Sometimes I find myself reading unfamiliar poems. I wonder why.

For pleasure, yes, but of a curious sort, for most poems disappoint. Lyric poetry can’t be OK: if it’s not magic, it’s tragic, wasting a reader’s time and an author’s hopes. Prose, pictures, a play can be pleasant even if so-so, but poems are hit or miss, and mostly miss, even from the best. A dozen precious gems from a lifetime of scribbling is a trove. For poems I haven’t read the casualty rate is higher, since I’ve been reading poems on an off for half a century and no acknowledged masterpiece in English is likely to have escaped my notice. I do not browse Yeats, Eliot, Frost, Emily Dickinson, and other loved ones, but return to them, as to a spiritual spa, for reliable refreshment, much as I revert to my dear composers for a fix. Unfamiliar poems I find in old anthologies, by lesser luminaries of their hour, now vanished into the maws of time.

My interest isn’t scholarly or pedagogical. Few of my acquaintances read poems and fewer still share my preferences. As a young aspiring poet erudition enticed, but where’s the kick of being knowledgeable about a subject never discussed? About baseball stats or movie stars, expertise may impress, but poems?

I do not read poems for pointers. These days I write poems as willingly as I sneeze. I can’t help myself and wish the fit would pass. Even if I extruded a poem I liked – and the chances, as I say, are slim – what would I do with it? Impose it on poor Jane, I suppose.

I browse unfamiliar poems as inveterate antiquers haunt flea markets, sniffing for finds. There’s a thrill rescuing a human artifact from obscurity, if only for an eyeblink. Maybe I’ll get lucky that way when I’m dust. One person’s detritus is another’s treasure – you never know.

I revel, too, in the spectacle of the attempt. A lyric poem is a sweaty grapple, almost sexual in its intimacy. An urgent feeling forces itself into a few patterned words. One can feel the poor poet pressing desperately to expose an ache – and failing, shipwrecked on banalities or inventions that thud. Prose writers can say what they mean more or less, plus or minus, in other words. But with a poem there are no other words, only these – soggy kindling, impossible to ignite! A bad poem is poignant for the attempt was fraught with hope.

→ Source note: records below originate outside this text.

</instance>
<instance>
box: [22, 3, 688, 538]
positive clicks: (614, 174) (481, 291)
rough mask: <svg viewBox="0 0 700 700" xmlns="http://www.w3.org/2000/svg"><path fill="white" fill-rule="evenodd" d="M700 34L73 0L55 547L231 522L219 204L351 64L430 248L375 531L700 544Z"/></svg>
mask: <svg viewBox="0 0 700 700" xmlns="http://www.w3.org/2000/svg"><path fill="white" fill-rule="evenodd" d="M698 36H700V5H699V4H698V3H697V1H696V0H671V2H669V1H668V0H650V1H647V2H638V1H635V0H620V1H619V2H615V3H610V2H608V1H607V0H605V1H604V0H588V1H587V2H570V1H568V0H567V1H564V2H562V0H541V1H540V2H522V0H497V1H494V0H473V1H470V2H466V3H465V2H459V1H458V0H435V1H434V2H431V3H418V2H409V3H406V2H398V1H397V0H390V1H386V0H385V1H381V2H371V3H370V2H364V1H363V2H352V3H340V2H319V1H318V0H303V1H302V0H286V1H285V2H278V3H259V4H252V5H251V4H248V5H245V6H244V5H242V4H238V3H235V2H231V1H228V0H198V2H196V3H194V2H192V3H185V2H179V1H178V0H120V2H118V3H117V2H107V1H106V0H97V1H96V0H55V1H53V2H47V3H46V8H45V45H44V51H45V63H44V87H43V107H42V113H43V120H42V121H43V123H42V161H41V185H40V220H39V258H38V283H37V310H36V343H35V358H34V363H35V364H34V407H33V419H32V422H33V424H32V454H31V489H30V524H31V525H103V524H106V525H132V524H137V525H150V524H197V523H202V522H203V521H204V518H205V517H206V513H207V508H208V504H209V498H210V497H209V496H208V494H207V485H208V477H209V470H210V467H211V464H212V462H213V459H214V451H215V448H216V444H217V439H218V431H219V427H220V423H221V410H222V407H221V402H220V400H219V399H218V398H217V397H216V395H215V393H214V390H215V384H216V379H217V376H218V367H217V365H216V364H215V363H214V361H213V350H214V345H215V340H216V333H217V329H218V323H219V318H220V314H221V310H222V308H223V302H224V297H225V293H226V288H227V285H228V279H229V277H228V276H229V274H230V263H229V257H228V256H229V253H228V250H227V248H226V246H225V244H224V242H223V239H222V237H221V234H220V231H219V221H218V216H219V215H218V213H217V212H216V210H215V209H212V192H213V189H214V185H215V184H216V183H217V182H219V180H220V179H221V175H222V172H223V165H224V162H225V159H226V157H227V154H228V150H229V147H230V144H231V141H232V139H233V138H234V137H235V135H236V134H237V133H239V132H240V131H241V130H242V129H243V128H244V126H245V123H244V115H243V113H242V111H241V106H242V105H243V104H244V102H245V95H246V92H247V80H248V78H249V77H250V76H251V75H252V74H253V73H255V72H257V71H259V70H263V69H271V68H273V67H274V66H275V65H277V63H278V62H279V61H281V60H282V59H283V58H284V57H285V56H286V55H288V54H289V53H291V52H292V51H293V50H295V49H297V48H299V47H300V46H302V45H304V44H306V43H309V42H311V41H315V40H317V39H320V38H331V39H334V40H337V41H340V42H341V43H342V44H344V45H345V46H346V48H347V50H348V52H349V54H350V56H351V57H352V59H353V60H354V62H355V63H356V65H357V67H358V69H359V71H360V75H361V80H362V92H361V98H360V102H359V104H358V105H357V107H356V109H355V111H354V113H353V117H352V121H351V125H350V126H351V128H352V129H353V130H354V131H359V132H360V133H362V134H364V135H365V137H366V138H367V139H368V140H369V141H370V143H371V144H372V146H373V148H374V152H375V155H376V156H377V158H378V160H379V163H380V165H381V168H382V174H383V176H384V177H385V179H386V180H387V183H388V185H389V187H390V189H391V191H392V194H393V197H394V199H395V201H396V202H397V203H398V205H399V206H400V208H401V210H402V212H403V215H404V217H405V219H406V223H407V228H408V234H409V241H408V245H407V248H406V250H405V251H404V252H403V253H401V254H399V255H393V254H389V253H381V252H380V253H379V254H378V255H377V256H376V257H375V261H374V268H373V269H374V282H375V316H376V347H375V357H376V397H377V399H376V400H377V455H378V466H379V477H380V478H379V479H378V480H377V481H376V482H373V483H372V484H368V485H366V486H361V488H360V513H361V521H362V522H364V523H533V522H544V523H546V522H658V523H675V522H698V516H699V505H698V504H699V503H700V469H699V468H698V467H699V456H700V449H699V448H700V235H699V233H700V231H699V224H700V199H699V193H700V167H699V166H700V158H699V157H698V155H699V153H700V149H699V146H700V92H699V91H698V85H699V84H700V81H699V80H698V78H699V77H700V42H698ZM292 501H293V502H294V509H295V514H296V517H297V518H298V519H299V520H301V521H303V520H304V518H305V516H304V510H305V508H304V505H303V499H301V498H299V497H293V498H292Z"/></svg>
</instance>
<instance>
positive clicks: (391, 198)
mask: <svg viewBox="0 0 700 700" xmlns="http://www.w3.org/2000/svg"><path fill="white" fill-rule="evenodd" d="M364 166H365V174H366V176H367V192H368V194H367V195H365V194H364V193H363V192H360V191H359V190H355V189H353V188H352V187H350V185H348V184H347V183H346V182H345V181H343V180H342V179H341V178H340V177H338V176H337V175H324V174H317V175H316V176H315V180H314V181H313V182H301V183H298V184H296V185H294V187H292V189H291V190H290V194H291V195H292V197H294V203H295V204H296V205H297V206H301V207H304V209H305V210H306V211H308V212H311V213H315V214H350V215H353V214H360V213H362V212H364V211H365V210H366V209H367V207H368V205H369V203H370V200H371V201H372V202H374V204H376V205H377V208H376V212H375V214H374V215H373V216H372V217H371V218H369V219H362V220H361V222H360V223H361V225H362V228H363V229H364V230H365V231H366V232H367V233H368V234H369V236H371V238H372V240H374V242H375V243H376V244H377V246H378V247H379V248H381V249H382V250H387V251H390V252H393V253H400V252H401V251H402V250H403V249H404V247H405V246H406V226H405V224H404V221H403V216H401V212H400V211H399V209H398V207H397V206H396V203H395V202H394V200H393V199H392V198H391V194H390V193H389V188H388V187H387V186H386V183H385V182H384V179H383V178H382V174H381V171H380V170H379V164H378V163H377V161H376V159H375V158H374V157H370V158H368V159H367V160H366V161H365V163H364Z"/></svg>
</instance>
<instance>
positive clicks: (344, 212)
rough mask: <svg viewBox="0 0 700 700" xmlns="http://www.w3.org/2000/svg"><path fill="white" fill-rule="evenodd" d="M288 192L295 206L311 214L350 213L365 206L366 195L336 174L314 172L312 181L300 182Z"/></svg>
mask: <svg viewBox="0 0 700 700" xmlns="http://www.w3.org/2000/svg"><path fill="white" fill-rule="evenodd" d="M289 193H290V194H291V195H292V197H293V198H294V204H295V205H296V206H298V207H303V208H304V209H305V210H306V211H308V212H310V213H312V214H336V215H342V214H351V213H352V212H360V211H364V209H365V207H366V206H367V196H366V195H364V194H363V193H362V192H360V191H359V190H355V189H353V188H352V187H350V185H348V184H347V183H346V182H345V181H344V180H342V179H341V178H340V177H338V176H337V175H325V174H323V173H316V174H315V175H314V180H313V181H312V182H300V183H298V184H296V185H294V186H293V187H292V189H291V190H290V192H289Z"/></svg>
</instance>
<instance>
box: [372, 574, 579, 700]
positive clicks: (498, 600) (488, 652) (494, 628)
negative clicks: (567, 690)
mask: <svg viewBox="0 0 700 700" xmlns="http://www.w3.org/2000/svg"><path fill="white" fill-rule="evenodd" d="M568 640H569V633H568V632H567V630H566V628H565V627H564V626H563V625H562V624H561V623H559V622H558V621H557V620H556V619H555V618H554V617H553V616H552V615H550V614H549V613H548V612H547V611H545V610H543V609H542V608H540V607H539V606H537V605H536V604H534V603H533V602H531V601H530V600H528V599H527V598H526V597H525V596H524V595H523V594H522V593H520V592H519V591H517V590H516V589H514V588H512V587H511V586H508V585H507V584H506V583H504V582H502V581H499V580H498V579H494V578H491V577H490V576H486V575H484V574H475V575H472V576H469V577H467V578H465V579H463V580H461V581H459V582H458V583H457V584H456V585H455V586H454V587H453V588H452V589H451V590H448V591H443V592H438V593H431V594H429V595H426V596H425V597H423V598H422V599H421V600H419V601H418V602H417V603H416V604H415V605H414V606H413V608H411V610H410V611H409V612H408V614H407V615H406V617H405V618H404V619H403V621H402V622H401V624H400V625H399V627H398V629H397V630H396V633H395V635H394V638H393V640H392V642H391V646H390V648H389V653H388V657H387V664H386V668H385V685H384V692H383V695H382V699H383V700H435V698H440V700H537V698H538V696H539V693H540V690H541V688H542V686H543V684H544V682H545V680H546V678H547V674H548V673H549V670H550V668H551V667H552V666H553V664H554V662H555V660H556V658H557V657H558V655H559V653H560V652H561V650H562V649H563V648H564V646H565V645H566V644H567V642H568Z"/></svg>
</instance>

I do not read unfamiliar poems by living authors except inadvertently, in subways or waiting rooms. I dislike disliking and with contemporary fare, alas, distaste is predictable. Safely dead poets my attention can only flatter. It’s nice to be remembered.

The company of neglected authors consoles me when I’m sad. To this we all come and it’s not so bad – peaceful, quiet. Forgiveness softens the air as in a graveyard. A poet in the throes of making envisions immortality; the old anthology reminds my pesky pride there’s no such thing.

I dive into unfamiliar poems – I just realized this – as a refuge from the distressful present. It’s like diving underwater into sweet silence. One can’t stay submerged for longer than one can hold one’s breath, but even so, the respite is restorative.

The companionship of fellow strivers for musical words insensibly comforts. Of course we fail – it’s impossible to say what one feels – but the dream is ennobling. A poem by its existence implies that you and I can be one, that we can reach past our differences to a shared humanity. This is good to know.